Great, it looks like we're making some progress then.

There are two kernel hyperparameters for this model: an output scale, and a Mahalanobis distance matrix. The output scale in the hyperparameter dump you provided looks good. Taking the "Uvec" hyperparameter, we can compute the Mahalanobis distance matrix like so:

d = 7
shapeU = Uvec.shape[:-1] + torch.Size([d, d])
triu_indx = torch.triu_indices(d, d, device=Uvec.device)
U_t = torch.zeros(shapeU, dtype=Uvec.dtype, device=Uvec.device)
U_t[..., triu_indx[1], triu_indx[0]] = Uvec
M = (U_t.transpose(1, 2) @ U_t)

and then look at its smallest eigenvalue:

for i in range(25):
    print(torch.eig(M[i, :, :])[0][:, 0].min().item())

This prints the smallest eigvenvalue for each of the 25 posterior-sampled sets of hyperparameters as:

1.7575287471910963e-10
7.02167280627783e-10
8.421177058077722e-09
7.549683742133882e-07
5.180293883781498e-09
3.2218512837638487e-09
5.425286168003913e-10
5.012016770789702e-11
6.765819393375633e-08
4.685423905192713e-08
4.5551528211898307e-08
1.6915862733468524e-12
1.0319863044935401e-09
8.04074731025304e-08
6.461751881046865e-10
6.133606015970187e-10
1.7642966790309564e-13
5.692042377774931e-11
1.789688227452934e-11
7.770126041914509e-14
1.7877804084621364e-08
5.2172017581691255e-08
2.1131224924273813e-10
4.2630483362064594e-08
8.510738050865059e-10

These are all positive so the matrix is PD as it should be, but some of them are really close to 0. That may be leading to numerical issues downstream.

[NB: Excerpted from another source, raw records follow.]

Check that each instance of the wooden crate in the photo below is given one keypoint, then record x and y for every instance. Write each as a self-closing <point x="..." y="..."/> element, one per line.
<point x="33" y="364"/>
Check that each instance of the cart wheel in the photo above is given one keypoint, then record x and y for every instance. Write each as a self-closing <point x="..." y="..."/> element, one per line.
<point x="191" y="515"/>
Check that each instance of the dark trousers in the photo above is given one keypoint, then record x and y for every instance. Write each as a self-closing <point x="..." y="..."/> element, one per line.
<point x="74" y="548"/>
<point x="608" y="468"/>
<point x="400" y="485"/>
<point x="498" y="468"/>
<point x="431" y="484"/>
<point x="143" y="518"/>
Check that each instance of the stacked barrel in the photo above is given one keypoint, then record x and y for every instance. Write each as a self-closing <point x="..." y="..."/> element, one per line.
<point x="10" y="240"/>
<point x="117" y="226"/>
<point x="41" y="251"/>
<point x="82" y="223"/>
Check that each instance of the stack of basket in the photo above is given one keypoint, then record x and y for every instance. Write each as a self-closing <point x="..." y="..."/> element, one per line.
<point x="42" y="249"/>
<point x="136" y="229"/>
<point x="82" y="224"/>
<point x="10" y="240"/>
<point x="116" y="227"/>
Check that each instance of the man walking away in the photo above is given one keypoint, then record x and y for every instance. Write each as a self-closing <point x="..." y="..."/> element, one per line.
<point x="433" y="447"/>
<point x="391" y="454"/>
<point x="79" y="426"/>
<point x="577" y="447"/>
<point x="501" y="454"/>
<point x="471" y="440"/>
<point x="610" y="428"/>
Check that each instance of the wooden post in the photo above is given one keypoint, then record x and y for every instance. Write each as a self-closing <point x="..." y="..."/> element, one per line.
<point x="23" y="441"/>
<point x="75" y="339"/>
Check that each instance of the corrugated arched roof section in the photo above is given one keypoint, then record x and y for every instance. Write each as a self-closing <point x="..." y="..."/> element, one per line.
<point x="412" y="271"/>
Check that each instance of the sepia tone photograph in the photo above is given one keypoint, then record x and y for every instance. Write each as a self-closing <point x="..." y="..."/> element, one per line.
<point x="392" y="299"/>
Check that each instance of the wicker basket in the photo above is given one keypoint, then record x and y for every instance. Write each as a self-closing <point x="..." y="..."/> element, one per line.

But it sounds like things are working smoothly with changes to the noise levels. Having a bit of noise is really helpful for numerical stability so we actually set a minimum noise level of 1e-7 even if the function is noiseless; that happens here: https://github.com/facebook/Ax/blob/a89fe684b0003edb17f1469d4e97055669d87629/ax/models/torch/alebo.py#L752

It sounds from your description like you do have an actual estimate of the noise level, but that inflating it a bit resolved the error here. The cost to the model performance from adding a little extra noise is pretty low, and well worth the improvement in model stability. A few more comments on the noise level -

Is the noise level being estimated from n repeated trials? If so, then just to be clear, the noise level the model expects is the standard error of the mean, so stdev(y_1, ..., y_n) / sqrt(n) (in the example evaluation function above you computed just the standard deviation). For n small, this may for some points underestimate the true variance (by using the sample standard deviation instead of the true, population standard deviation) and so could be why inflating is necessary for model stability. What is n for this function?

pehzet commented 4 years ago

Thanks for your help! I changed the standard deviation to standard error. In our original eval function we have n=30.

I will close the issue if its fine for you. The optimization is now running stable. Thank you very much for explaining these things. It was very helpful :)

bletham commented 4 years ago

Awesome, glad to hear it's working now.